Falsehood 2: That the Trust's service on PCP was "collusive." The complaint alleges the Defendants knew this was false, as they "possessed multiple UK court orders" (e.g., G01NRXXX, F00PLXXX) proving PCP was Libya's court-recognized agent.

Falsehood 3: The "Gayle-Childs" allegation. The complaint alleges GDUK/Freshfields created a "fantasy" pretext of "nullity" by claiming the Trust's founder, a former businessman, was in breach of a vexatious litigant order. The complaint alleges this was a malicious falsehood because GDUK knew (or was willfully blind) that the former businessman was incarcerated for 12 years, his position was upheld by a blind trust, he was released in March 2025, and the settlement was finalized after his release.

Potential Ramifications: A Prosecutorial Deep-Dive

If the District Attorney takes up the case and a U.S. jury is convinced by the Foundation's narrative, the penalties under U.S. federal law are not trivial; they are devastating.

1. For the Corporation: General Dynamics UK Ltd.

A corporation can be held criminally liable for the acts of its agents. If GDUK instructed Freshfields to file the application, knowing it was based on falsehoods, the penalties would be financial and existential.

Financial Penalties: Under 18 U.S.C. § 3571(d), the fine for a corporation convicted of fraud is not limited to the statutory maximum. It can be twice the gross gain or gross loss from the offense. The property is valued at £10 million (approx. $12.5 million USD). This would expose GDUK to a potential fine of $25 million USD per count.

Debarment: This is the corporate death penalty. A felony conviction for fraud would almost certainly lead to GDUK being debarred from all U.S. government contracting. As a major defense contractor, this would cripple its global operations.

2. For the Law Firm: Freshfields Bruckhaus Deringer LLP

The firm itself could be charged with Conspiracy to Commit Wire Fraud (18 U.S.C. § 1349). The reputational damage would be incalculable, but the financial penalties would mirror those of GDUK—potentially tens of millions of dollars.

3. For the Individual: Partner Sarah Anne Innes Parkes

The U.S. legal system is built on individual accountability. The complaint names Ms. Parkes as the "central figure" and "controlling mind" who signed the "statement of truth" on the UK application and transmitted the fraudulent documents. If she is convicted, she cannot hide behind her firm.

Incarceration: Federal wire fraud (18 U.S.C. § 1343) carries a statutory maximum of 20 years in federal prison per count.

Sentencing Guidelines: A prosecutor would argue for a severe sentence under the U.S.

Sentencing Guidelines (USSG). The calculation would be damning:

Base Offense Level: 7

Loss Amount (>$9.5M): +20 levels (USSG §2B1.1(b)(1))

Sophisticated Means: +2 levels (The use of a "Magic Circle" firm and complex cross-border legal filings is the definition of sophisticated.)

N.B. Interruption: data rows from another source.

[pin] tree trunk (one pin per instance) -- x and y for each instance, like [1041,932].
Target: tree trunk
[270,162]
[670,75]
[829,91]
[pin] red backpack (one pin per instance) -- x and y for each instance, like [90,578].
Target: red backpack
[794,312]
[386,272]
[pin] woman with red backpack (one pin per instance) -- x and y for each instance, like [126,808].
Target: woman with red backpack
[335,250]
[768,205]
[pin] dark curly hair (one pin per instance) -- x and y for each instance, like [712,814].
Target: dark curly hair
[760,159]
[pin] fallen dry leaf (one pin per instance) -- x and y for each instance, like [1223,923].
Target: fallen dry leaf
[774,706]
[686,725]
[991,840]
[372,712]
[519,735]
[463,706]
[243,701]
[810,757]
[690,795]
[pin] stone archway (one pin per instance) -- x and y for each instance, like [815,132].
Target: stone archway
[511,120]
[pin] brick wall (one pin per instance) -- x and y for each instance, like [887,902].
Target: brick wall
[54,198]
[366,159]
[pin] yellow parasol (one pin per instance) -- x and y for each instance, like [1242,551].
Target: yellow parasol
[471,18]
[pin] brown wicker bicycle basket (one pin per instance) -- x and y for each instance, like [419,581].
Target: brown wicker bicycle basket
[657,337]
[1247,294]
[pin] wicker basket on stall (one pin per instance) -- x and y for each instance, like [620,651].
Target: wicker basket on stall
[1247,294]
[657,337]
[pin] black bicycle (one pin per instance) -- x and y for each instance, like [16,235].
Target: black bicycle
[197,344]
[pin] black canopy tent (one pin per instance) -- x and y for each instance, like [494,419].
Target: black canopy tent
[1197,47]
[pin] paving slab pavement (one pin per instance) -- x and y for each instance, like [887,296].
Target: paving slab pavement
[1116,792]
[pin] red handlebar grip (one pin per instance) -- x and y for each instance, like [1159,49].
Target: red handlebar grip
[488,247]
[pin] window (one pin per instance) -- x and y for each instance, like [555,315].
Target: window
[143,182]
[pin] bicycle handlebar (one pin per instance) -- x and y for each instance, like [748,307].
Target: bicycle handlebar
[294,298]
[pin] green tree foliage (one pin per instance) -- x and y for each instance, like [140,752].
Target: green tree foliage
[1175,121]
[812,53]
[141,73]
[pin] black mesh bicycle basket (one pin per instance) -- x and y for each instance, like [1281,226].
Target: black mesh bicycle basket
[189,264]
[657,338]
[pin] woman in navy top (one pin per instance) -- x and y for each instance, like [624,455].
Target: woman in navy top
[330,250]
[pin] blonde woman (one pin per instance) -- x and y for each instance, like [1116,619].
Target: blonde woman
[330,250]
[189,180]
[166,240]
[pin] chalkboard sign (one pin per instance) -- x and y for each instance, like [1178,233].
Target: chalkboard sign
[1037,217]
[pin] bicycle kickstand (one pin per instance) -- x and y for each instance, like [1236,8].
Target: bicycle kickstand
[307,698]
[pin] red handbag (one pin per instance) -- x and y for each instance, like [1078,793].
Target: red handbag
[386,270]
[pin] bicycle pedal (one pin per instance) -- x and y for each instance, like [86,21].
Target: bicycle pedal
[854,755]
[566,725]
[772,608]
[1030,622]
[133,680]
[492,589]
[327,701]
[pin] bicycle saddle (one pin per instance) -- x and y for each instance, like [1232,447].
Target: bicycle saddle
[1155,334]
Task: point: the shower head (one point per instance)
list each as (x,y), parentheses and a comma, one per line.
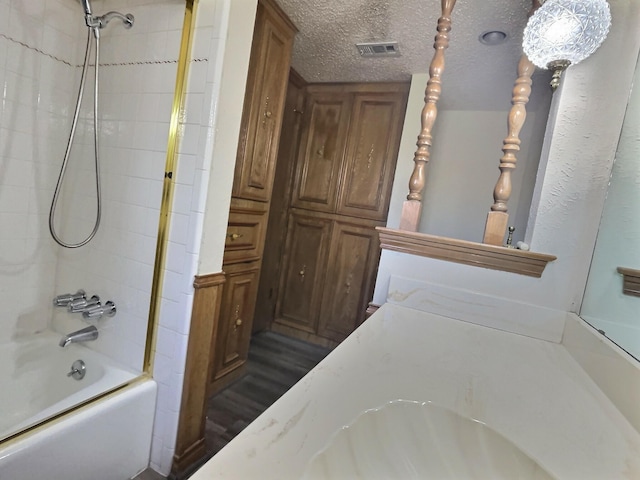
(87,7)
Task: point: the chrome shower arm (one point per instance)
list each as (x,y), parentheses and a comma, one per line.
(87,7)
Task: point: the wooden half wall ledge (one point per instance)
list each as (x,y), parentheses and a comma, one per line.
(190,445)
(462,251)
(630,281)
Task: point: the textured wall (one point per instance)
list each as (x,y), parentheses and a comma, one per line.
(604,306)
(577,155)
(325,50)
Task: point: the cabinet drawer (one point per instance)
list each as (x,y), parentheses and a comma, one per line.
(245,233)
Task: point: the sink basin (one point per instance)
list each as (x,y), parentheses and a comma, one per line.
(407,440)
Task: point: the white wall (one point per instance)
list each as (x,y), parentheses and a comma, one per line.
(198,133)
(137,80)
(605,306)
(586,118)
(233,71)
(36,82)
(463,169)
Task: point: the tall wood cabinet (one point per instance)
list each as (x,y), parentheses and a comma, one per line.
(252,187)
(344,172)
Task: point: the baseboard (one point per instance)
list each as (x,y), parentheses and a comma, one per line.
(183,465)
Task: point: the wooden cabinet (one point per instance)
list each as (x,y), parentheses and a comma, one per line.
(252,187)
(348,149)
(344,172)
(305,261)
(328,276)
(275,239)
(348,287)
(324,137)
(245,233)
(264,103)
(233,334)
(369,162)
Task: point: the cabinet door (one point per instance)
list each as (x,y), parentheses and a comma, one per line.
(305,265)
(233,333)
(322,144)
(276,236)
(263,106)
(372,150)
(354,255)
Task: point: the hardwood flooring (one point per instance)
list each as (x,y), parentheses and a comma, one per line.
(276,363)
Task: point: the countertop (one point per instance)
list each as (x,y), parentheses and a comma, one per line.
(528,390)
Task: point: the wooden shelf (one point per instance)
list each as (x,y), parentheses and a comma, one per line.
(461,251)
(631,281)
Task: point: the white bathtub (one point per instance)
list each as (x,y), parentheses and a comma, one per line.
(106,440)
(472,395)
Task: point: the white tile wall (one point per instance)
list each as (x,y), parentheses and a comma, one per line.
(137,79)
(36,82)
(186,225)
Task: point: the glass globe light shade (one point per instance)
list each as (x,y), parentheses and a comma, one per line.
(566,31)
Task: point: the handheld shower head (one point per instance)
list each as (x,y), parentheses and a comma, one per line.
(87,7)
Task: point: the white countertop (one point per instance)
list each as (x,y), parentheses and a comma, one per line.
(530,391)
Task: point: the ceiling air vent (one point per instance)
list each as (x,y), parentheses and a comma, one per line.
(384,49)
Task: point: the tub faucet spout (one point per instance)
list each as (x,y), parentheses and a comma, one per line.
(84,335)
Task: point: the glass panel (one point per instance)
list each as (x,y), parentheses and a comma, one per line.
(605,306)
(42,46)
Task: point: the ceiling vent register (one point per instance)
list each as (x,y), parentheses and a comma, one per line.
(383,49)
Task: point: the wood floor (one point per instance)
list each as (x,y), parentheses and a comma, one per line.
(275,364)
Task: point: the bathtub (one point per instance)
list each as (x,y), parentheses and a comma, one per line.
(483,403)
(108,439)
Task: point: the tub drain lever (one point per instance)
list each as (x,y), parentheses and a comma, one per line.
(78,370)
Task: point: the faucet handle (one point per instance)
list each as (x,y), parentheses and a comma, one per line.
(82,304)
(98,311)
(66,298)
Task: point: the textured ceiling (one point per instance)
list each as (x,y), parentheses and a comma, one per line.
(476,76)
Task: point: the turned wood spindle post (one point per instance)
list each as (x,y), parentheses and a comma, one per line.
(498,218)
(413,205)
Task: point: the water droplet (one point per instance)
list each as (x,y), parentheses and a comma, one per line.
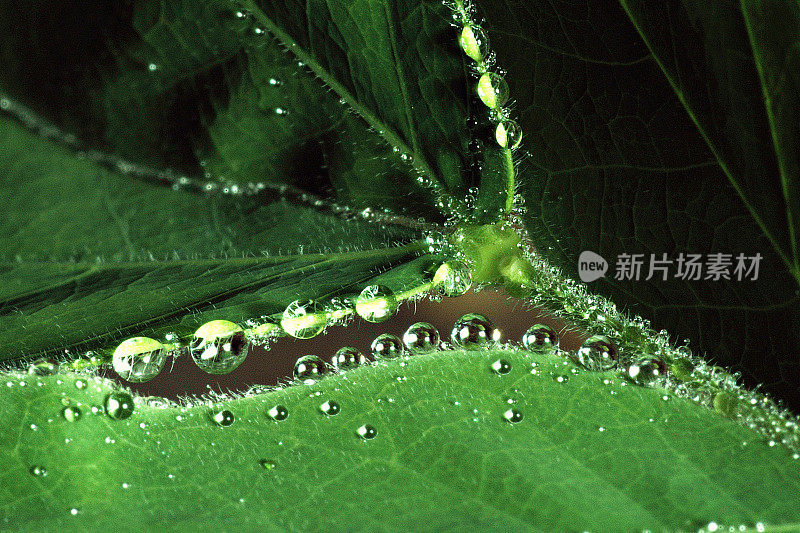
(278,413)
(501,366)
(647,370)
(540,337)
(223,418)
(473,331)
(508,134)
(492,90)
(303,319)
(329,408)
(71,413)
(453,278)
(309,368)
(267,464)
(139,359)
(367,432)
(119,405)
(376,303)
(421,338)
(512,416)
(38,471)
(347,357)
(387,346)
(474,41)
(598,353)
(219,347)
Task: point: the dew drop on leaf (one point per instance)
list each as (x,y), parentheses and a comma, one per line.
(501,366)
(473,331)
(421,338)
(71,413)
(347,358)
(223,418)
(219,347)
(329,408)
(598,353)
(119,405)
(139,359)
(387,346)
(492,89)
(278,413)
(309,368)
(376,303)
(647,370)
(367,432)
(540,337)
(303,319)
(474,42)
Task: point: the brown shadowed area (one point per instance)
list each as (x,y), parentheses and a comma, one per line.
(275,365)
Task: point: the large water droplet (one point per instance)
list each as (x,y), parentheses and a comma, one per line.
(367,432)
(219,347)
(223,418)
(492,90)
(453,278)
(598,353)
(474,42)
(119,405)
(139,359)
(376,303)
(309,368)
(387,346)
(473,331)
(421,338)
(647,370)
(303,319)
(540,337)
(347,357)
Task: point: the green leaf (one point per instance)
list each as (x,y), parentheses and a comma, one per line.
(667,128)
(589,453)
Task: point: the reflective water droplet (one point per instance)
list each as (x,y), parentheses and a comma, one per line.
(303,319)
(38,471)
(453,278)
(376,303)
(219,347)
(347,358)
(501,366)
(223,418)
(119,405)
(647,370)
(278,413)
(139,359)
(309,368)
(71,413)
(540,337)
(508,134)
(512,416)
(329,408)
(367,432)
(421,338)
(387,346)
(473,331)
(474,42)
(598,353)
(492,90)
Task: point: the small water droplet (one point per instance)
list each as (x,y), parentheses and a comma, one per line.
(421,338)
(474,331)
(376,303)
(219,347)
(278,413)
(387,346)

Abuse of Position of Trust: +2 levels (As a Partner and officer of the court, Ms. Parkes allegedly abused her position of trust to perpetrate the fraud.)

A U.S. court would likely find an offense level well over 30, translating to a recommended prison sentence of 10 years or more, even for a first-time offender.

In short, the Gottlieb Cohen Foundation has not just filed a civil suit; it has initiated a U.S. criminal proceeding. It has presented a clear narrative, provided supporting financial evidence, and identified a specific U.S. federal statute. The allegations by GDUK and Freshfields are now not just "fantasy"—they are potential exhibits in a felony wire fraud case.